Y a-t-il des différences entre la position des femmes dans le mouvement en Europe, en Amérique latine, en Asie ou en Afrique?

Oui, bien sûr. J’ai peut-être déjà un peu répondu à cette question avant. Selon moi, il faut se méfier des réponses intuitives. En effet, on attendrait que les femmes, en Afrique, en Asie, ou en Thaïlande, soient «invisibles» vu le caractère de leurs sociétés, mais en réalité, c’est l’opposé qui est vrai.
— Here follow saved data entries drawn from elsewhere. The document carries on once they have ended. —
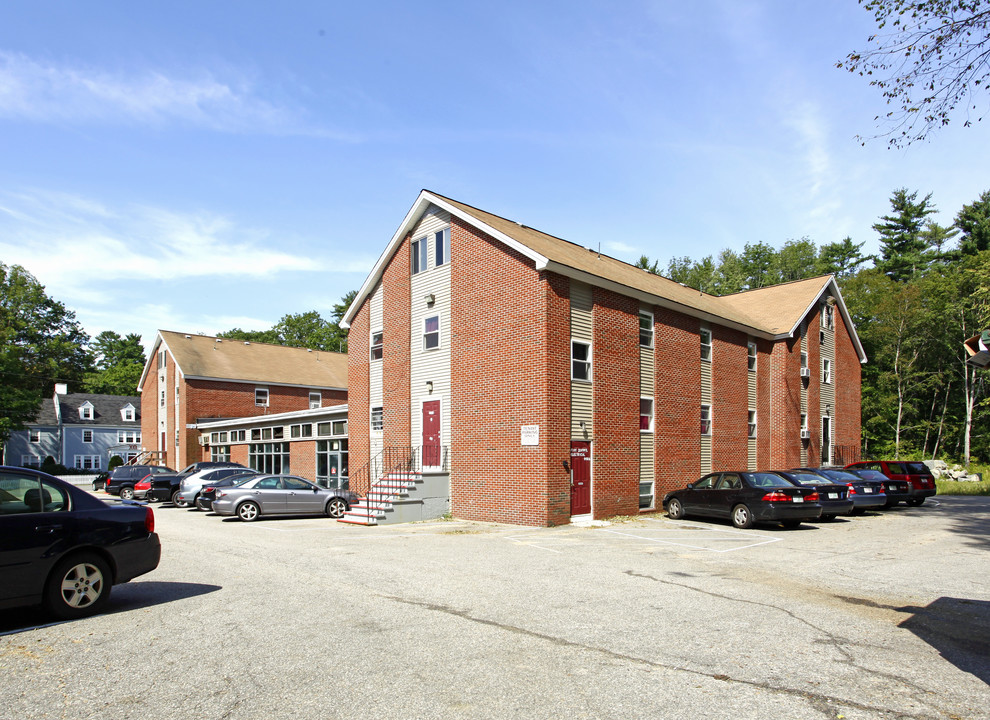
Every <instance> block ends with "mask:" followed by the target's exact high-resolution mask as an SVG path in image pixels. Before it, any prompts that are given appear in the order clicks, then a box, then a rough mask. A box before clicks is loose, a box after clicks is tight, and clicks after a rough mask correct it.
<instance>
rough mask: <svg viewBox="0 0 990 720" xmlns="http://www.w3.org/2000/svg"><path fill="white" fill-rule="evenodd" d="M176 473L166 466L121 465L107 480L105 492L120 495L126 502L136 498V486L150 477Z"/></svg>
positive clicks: (111, 473)
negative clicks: (158, 475) (134, 496)
mask: <svg viewBox="0 0 990 720" xmlns="http://www.w3.org/2000/svg"><path fill="white" fill-rule="evenodd" d="M171 472H175V471H174V470H173V469H172V468H170V467H165V466H164V465H119V466H117V467H115V468H114V469H113V472H111V473H110V477H108V478H107V486H106V488H105V490H106V491H107V493H109V494H110V495H120V497H121V498H123V499H124V500H129V499H131V498H133V497H134V486H135V485H137V484H138V483H139V482H141V480H143V479H144V478H146V477H147V476H148V475H160V474H161V473H171Z"/></svg>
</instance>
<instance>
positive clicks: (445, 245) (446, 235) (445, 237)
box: [433, 228, 450, 267]
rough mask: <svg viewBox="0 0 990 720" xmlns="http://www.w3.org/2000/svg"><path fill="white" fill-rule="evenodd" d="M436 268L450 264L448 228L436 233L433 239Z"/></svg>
mask: <svg viewBox="0 0 990 720" xmlns="http://www.w3.org/2000/svg"><path fill="white" fill-rule="evenodd" d="M433 241H434V244H435V247H436V252H435V254H436V261H437V263H436V264H437V267H440V266H441V265H444V264H446V263H449V262H450V228H445V229H443V230H439V231H437V233H436V235H434V237H433Z"/></svg>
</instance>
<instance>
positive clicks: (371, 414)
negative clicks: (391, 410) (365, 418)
mask: <svg viewBox="0 0 990 720" xmlns="http://www.w3.org/2000/svg"><path fill="white" fill-rule="evenodd" d="M384 429H385V408H383V407H382V406H381V405H376V406H374V407H372V408H371V432H373V433H380V432H382V430H384Z"/></svg>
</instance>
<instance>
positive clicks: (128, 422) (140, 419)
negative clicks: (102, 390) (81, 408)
mask: <svg viewBox="0 0 990 720" xmlns="http://www.w3.org/2000/svg"><path fill="white" fill-rule="evenodd" d="M86 403H89V404H90V405H92V406H93V419H92V420H83V419H82V418H80V417H79V408H80V407H82V406H83V405H85V404H86ZM128 405H130V406H131V407H132V408H133V409H134V420H132V421H125V420H124V419H123V418H122V417H121V414H120V411H121V410H122V409H123V408H125V407H127V406H128ZM140 408H141V398H139V397H137V396H133V395H96V394H92V393H68V394H66V395H55V396H54V397H53V398H49V399H46V400H43V401H42V403H41V405H40V406H39V408H38V413H37V415H35V420H34V422H32V423H29V424H31V425H45V426H50V425H58V424H59V420H60V418H61V424H63V425H116V426H119V427H126V428H133V427H135V426H137V427H138V428H140V427H141V410H140Z"/></svg>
Les femmes d’Asie et d’Afrique (c’est peut-être moins le cas en Amérique latine, qui est plus occidentalisée et patriarcale) sont des militantes visibles qui prennent leur place dans la lutte, non pas en tant que «féministes» ou en tant que «femmes alibis», mais comme être humains, au plein sens du terme, combattant pour la justice.

L’un des principaux pièges pour les observateurs-trices occidentaux c’est qu’ils/elles évaluent la fonction et la position des femmes dans une optique «féministe» classique (en réalité profondément influencée par les notions masculines de pouvoir) qui identifie la visibilité au pouvoir.

Selon moi, il y a de profondes différences culturelles qu’il faut comprendre – par exemple, en Thaïlande, l’émergence du patriarcat dans la société est liée à l’émergence du capitalisme, et les luttes pour des alternatives sont, par définition, féministes, anticapitalistes, écologistes et sociales. Ces éléments sont profondément entremêlés et les distinctions intellectuelles des élites ne fonctionnent pas à la base du mouvement.

Comment peut-on garantir le développement d’un mouvement qui combine en même temps les combats contre la mondialisation capitaliste et contre l’oppression patriarcale? Quels objectifs politiques et quels moyens organisationnels pourraient favoriser une telle issue?

Je pense que cela suppose une compréhension plus profonde de la nature du capitalisme et des dimensions féministes/écologistes du socialisme ou de toutes autres alternatives.

Nous devons commencer par travailler selon des modalités qui annoncent les sociétés dans lesquelles nous voulons vivre.

De surcroît, le mouvement anti-guerre doit mieux comprendre les liens entre guerre, patriarcat et oppression (le scandale et l’horreur de la prison d’Abou Ghraib suffisent à convaincre chacun-e que l’exploitation sexuelle – des femmes par les hommes, mais aussi des hommes par d’autres hommes – est toujours un moyen de domination du puissant sur le faible, et que la guerre, l’oppression et le patriarcat sont indissociables.